Kebudayaan adalah seperangkat pengetahuan, kepercayaan, moral, hukum, dan kesenian, yang dijadikan pedoman untuk memecahkan persoalan yang dihadapi dalam memenuhi kebutuhan hidup. Subtansi kebudayaan ialah ide-ide dan gagasan manusia yang timbul pada masyarakat subtansi kebudayaan itu sendiri, berisi nilai-nilai, pandangan hidup, kepercayaan, persepsi, dan etos. Menurut Yusuf, Mundzirin, dkk, 2010, dalam (Hidayah, 2018)
Menurut Ranjabar 2006 dalam Hidayah :2018, pelestarian merupakan kegiatan yang dilakukan secara terus menerus, terarah dan terpadu guna mewujudkan tujuan tertentu yang mencerminkan adanya suatu yang tetap dan abadi, yang bersisfat dinamis,
luwes, dan selektif. Mengenai pelestarian budaya lokal, pelestarian norma lama bangsa (budaya lokal) adalah mempertahankan nilai-nilai seni budaya, nilai tradisional dengan cara mengembangkan perwujudan yang bersifat dinamis, serta menyesuaikan situasi dan kondisi yang selalu berubah-ubah dan berkembang. Tujuan diadakannya pelestarian budaya adalah untuk melakukan revitalisasi budaya. Prof. A.Chaedar Alwasilah mengatakan ada tiga langkah mengenai revitalisasi budaya, yaitu :
1. Pemahaman untuk menimbulkan kesadaran
2. Perencanaan secara kolektif
3. Pembangkitan kreatifitas kebudayaan
Pelestarian adalah sebuah upaya yang mendasar, yang disebut juga faktor- faktor yang mendukung baik itu dari dalam maupun dari luar dari hal yang dilestarikan.

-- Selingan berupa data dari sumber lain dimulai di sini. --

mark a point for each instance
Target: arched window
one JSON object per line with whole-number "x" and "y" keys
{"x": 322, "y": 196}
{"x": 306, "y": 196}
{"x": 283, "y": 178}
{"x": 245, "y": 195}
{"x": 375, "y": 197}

Maka dari itu, sebuah proses atau tindakan pelestarian mengenal strategi ataupun teknik yang didasarkan pada kebutuhan dan kondisinya masing-masing.
Menurut (Aufar, 2012) dalam Hidayah : 2018, mengatakan bentuk-bentuk dalam pelestarian budaya terbagi menjadi dua, yaitu :
1. Culture experience merupakan pelestarian budaya yang dilakukan dengan cara turun langsung ke lapangan.
2. Culture knowledge merupakan pelestarian budaya dengan cara membuat pusat informasi kebudayaan. Tujutannya untuk mempermudah seseorang bagaimana mencari tahu tentang kebudayaan. (Hidayah, 2018)
Seperti yang dilakukan masyarakat sekitar kertasari untuk merawat melestarikan serta memelihara suatu kebiasaan di daerahnya agar tidak terlupakan dan ditinggalkan, sehingga generasi penerus tetap dapat mengetahui kebudayaan yang ada di Situ Cisanti ini melalui kegiatan tradisi Ngabungbang.